Repotting my revived moth orchid

A good way to celebrate May Day

Revived Phalaenopsis orchid on its side and bare rooted with a naturally dropped dying leaf

The wait is over. After soaking in weak tea for seven days, my one remaining Phalaenopsis orchid is looking a little less ropy. In fact I was exceedingly pleased this morning that the one particularly daggy leaf came away in my hands. I had feared that I might have to cut if off, risking disease and death. Now I’m thinking that maybe the tea treatment gave the plant the strength to withdraw what it could from the leaf and seal it off with a nice corky abscission scar.

Abscissed dying orchid leaf

The entire process started when The Black Thumb (aka Terry Richardson, orchidwhisperer19 was on Jane Perrone’s On The Ledge podcast.
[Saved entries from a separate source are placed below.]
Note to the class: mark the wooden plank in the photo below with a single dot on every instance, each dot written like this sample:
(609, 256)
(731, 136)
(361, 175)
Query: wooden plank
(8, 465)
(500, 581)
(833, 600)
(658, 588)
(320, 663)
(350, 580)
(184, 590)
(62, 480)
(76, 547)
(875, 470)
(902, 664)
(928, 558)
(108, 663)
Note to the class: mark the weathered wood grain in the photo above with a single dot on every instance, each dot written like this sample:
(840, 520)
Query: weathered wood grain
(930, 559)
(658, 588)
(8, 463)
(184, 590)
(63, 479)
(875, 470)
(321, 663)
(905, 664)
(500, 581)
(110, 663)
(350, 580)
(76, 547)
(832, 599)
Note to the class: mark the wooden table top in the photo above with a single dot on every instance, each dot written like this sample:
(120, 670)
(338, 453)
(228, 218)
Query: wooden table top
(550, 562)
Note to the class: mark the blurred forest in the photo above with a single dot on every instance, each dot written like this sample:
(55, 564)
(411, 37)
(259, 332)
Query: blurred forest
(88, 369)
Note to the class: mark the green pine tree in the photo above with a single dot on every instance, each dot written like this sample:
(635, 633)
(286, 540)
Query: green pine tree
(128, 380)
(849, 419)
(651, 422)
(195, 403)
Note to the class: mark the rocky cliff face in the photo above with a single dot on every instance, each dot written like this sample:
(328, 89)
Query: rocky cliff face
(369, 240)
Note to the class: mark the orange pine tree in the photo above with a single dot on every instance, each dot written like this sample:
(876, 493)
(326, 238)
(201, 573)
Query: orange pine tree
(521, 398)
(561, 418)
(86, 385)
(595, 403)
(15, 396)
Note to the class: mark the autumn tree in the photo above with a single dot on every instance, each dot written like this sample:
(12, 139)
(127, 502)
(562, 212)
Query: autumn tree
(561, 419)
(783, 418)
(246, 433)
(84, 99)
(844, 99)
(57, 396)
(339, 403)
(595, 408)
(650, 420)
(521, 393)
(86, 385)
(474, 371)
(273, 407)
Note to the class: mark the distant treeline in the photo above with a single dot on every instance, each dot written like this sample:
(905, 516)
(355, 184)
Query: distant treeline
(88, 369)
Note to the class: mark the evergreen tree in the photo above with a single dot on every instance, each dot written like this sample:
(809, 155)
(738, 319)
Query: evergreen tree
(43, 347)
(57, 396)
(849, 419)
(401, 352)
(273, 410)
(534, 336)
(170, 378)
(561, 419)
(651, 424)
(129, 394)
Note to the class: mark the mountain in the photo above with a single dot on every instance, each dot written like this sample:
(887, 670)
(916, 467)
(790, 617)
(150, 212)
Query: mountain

He has a YouTube video showing his rescue technique, which involves weak tea made with distilled water. His explanation — that the tannin in the tea stimulates the plant into growth in the same way that tannin dissolved in rainwater trickling down a tree trunk would — made sense.

The orchid wasn’t doing well, I could see that. Before I threw it out, it seemed worth a tea bag and a week to see whether it might improve.

Composite image of two orchid keikis still attached to spike

Now here I am, ready to pot it on. I had to watch a couple more videos to get a rough idea of what to do with the babies, which I learned are called keikis. In the end, I decided to sacrifice the spike that the two big babies were growing on, the one on the left in the big photo. It was a bit spindly to begin with and it didn’t seem worth risking cutting the keikis free. The third keiki I left to grow on, but cut the spike above it.

So here we are. Three plants, and although the parent still has problems, I am more confident that I won’t have to dump it just yet.

Repotted orchids seen from above, two keikis in a single pot and the parent in a pot on its own

And speaking of dump, armed with my new-found knowledge, I’m going to be on the lookout for discarded orchids to rescue.